Anyway, I’ve called & emailed several times over the past 5 or 6 weeks without any answers, help or reciprocation from them. The receptionist always takes my name, address, phone number & the reason for my call; then dutifully promises that I will be contacted promptly. Hasn’t happened yet, and I no longer have any expectation of it. So here we are, planning a trip to go deal with them in person with the hope, at least, of being able to accomplish our purposes in only two trips. One trip, to get information & forms; the second, to return the forms & continue the processes.

I could really use your help to know what more to expect in the way of requirements, forms, supporting documents & documentation we will need to take with us as part of the following process:

*Wife needs a matícula electoral:*
•	upon renouncing her Mexican citizenship, my wife put her home & property in the name of her mother in order to keep it and to facilitate payment of taxes, utilities, upgrades, prediales, etc.
•	her mother died intestate 3 years ago, whereby the title & escrituras became invalid and subject to contest
•	brothers & sisters are in agreement that the property belongs to my wife – no conflicts, there
•	we were advised that she will need a “matricula electoral” in order to file a claim to the property & to put it back into her name, with the approval of her bothers & sisters (renouncing any personal legal claim as part of the petition)

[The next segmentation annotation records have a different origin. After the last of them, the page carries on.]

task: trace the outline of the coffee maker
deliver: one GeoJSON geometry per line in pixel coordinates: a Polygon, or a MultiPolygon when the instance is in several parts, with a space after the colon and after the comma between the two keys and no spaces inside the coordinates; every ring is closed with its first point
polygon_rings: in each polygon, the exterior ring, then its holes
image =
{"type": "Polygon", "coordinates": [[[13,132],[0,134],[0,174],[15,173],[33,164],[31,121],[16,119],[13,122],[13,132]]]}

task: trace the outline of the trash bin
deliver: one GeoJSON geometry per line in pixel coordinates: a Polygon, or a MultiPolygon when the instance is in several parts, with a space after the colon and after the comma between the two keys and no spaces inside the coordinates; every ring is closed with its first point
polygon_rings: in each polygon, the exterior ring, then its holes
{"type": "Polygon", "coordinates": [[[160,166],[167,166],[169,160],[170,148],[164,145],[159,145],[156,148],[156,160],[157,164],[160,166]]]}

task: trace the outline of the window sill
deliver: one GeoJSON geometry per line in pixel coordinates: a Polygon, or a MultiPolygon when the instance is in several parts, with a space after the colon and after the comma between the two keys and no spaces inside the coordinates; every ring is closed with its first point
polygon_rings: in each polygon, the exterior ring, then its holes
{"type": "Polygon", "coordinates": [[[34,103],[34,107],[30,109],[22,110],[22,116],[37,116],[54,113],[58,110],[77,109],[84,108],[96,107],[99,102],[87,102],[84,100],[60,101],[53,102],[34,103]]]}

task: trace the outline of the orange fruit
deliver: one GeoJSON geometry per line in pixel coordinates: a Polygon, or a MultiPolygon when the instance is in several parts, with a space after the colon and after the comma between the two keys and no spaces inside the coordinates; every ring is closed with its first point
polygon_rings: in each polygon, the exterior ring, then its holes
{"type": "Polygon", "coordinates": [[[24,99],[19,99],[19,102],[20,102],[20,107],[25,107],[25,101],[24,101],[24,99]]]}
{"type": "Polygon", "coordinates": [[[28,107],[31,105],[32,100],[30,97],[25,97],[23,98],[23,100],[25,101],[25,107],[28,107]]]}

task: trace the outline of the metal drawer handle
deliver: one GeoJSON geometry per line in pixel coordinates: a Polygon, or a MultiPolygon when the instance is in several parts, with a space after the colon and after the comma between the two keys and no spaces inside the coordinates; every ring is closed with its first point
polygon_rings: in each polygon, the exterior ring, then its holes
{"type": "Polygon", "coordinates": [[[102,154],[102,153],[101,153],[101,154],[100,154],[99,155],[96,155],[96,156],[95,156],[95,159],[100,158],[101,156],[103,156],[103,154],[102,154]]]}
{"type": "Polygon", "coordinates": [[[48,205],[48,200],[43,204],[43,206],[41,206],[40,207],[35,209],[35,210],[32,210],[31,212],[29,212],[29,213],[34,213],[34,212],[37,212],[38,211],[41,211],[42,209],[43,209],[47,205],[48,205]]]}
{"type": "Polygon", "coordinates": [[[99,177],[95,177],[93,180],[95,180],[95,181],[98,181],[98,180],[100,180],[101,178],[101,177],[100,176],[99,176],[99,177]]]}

Thanks for your help, links & information!!


----------



## AlanMexicali (Jun 1, 2011)

Howler said:


> Okay, we’re getting closer to our goal of making our retiree escape to Mexico!! However, there are several topics where we could use your sage advice. I’ll make separate threads for each function in order to make each an individual discussion.
> 
> With school finally out for the summer, we plan to make a trip over to the Mexican Consulate in Little Rock to start our preparations for moving to Mexico. In the past, dealing with the consulate has been an exercise in frustration; they were rude, pushy & short-tempered – especially with their own citizens. Even with us, their behavior was not much better. On our way out, while an employee was trying to help us with answers & information, imagine our surprise when his supervisor proceeded to scold him, in front of us - for helping us out!!
> 
> ...


Back in 1980´s when a Mexican National became a US Naturalized citizen and swore the oath which included renowncing their Mexican Citizenship all they had to do was go to a Mexican Consulate and fill out a form to regain it for a small fee. They did away with this requirement in the late 80s or early 90s and automatically even if they swore the oath decades before Mexico recocongnizes all Mexican Nationals as Citizens of Mexico,

If she has a birth certificate she can apply for an IFE card or passport.


----------



## RVGRINGO (May 16, 2007)

I think the IFE is now an INE, but it is the national voter ID card.


----------



## Howler (Apr 22, 2013)

Thanks, both AlanMexicali & RVGRINGO!! She has all of her birth & identifying documents from Mexico. I even found out (a hour ago) that she still has her expired/cancelled Mexican passport. It sounds like this should be about the easiest task to complete for us.

Thanks again to the both of you! I hope I can be as much help to you & others as I gather more time here on the forum. I'm really getting more excited now that our goal is becoming more realistic for us - like seeing the light get bigger at the end of the long tunnel!


----------



## RVGRINGO (May 16, 2007)

La Luz? ¡Podria ser un tren!


----------